All your NBL are belong to !ndiskd

Last time we talked about !ndiskd.pendingnbls.  This command shows you which component currently holds an NBL.  But what if you want to see how the NBL got there?  That sounds like a job for !ndiskd.nbl-log!

Starting with Windows 8 and Windows Server 2012, NDIS can be configured to record a log of all NBL activity.  NDIS holds a large circular buffer, and writes an event to the buffer each time an NBL changes hands or is cloned.  You can use !ndiskd.nbl -log to search through that giant ringbuffer and collect all the events mentioning this NBL.

Here’s some example output:

kd> !ndiskd.nbl @rdx -log
Allocated
ProtocolSent       ffffcf80012b2c70 - QoS Packet Scheduler-0000
FilterSent         ffffcf800121cc70 - NDIS Sample LightWeight Filter-0000
FilterSent         ffffcf800125ec70 - WFP Native MAC Layer LightWeight Filter-0000
FilterSent         ffffe000012261a0 - Microsoft Hyper-V Network Adapter
SentToMiniport     ffffe000012261a0 - Microsoft Hyper-V Network Adapter

What does this show?  Read the log from top to bottom, where each line is one event in the history of the NBL.  On the first line, we see the NBL was Allocated from NDIS.  The next line shows that a protocol (not named here) sent the NBL to QoS Packet Scheduler.  Next a filter (presumably QoS) sent the NBL to another filter, the NDIS Sample LightWeight Filter.  Skipping down to the last line, we see the last event was the NBL getting sent to a miniport.  So this NBL is a pretty classic case of an NBL being allocated by a protocol, then sent down to the NIC, where it’s currently pending transmission.

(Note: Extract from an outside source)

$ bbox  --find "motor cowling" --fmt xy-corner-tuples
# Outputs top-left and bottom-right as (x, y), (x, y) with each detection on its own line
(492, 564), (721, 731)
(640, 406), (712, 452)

That was an easy one.  Let’s take a look at a more complex example:

kd> !ndiskd.nbl @rdx -log
Allocated
    Child-1: Cloned    Parent: fffff8021269ae00, new child: fffffa800ae31a80
    Child-1-1: Cloned  Parent: fffffa800ae31a80, new child: fffffa8007c625c0
    Child-1-2: Cloned  Parent: fffffa800ae31a80, new child: fffffa8008ff1600
    Child-1-2: FreedClone
    Child-1-1: FreedClone
    Child-1: FreedClone
    Child-2: Cloned    Parent: fffff8021269ae00, new child: fffffa800ae31a80
ProtocolSent       fffffa800a0cbc80 - QoS Packet Scheduler-0000
FilterSent         fffffa800af711a0 - Microsoft Hyper-V Network Adapter
SentToMiniport     fffffa800af711a0 - Microsoft Hyper-V Network Adapter
    Child-2-1: Cloned  Parent: fffffa800ae31a80, new child: fffffa8007c625c0
    Child-2-1: FreedClone
    Child-2: FreedClone
MiniportSendCompleted fffffa800a0cbc80 - QoS Packet Scheduler-0000
FilterSendCompleted send complete in NDIS, sorting to Opens
SendCompleted      fffffa8008260010 - TCPIP
Freed

What is going on here?  The first thing you notice is the “Child” NBLs.  The log output will show the activity of the NBL you specify, and also any derived NBLs.  So the output shows that a driver allocated a Clone NBL, which !ndiskd names “Child-1”.  (There’s no significance to the name, other than to make it unique in the !ndiskd output.)  Then the driver cloned the clone, so we have a grandchild NBL named “Child-1-1”.  (The naming scheme is to just append a unique number to the parent’s name, so the third grandchild of the second child would be named “Child-2-3”.)  Another grandchild named “Child-1-2” is allocated.  Then all three clones are freed (presumably the driver used them outside of NDIS, perhaps in WFP, so NDIS didn’t log any activity on these NBLs).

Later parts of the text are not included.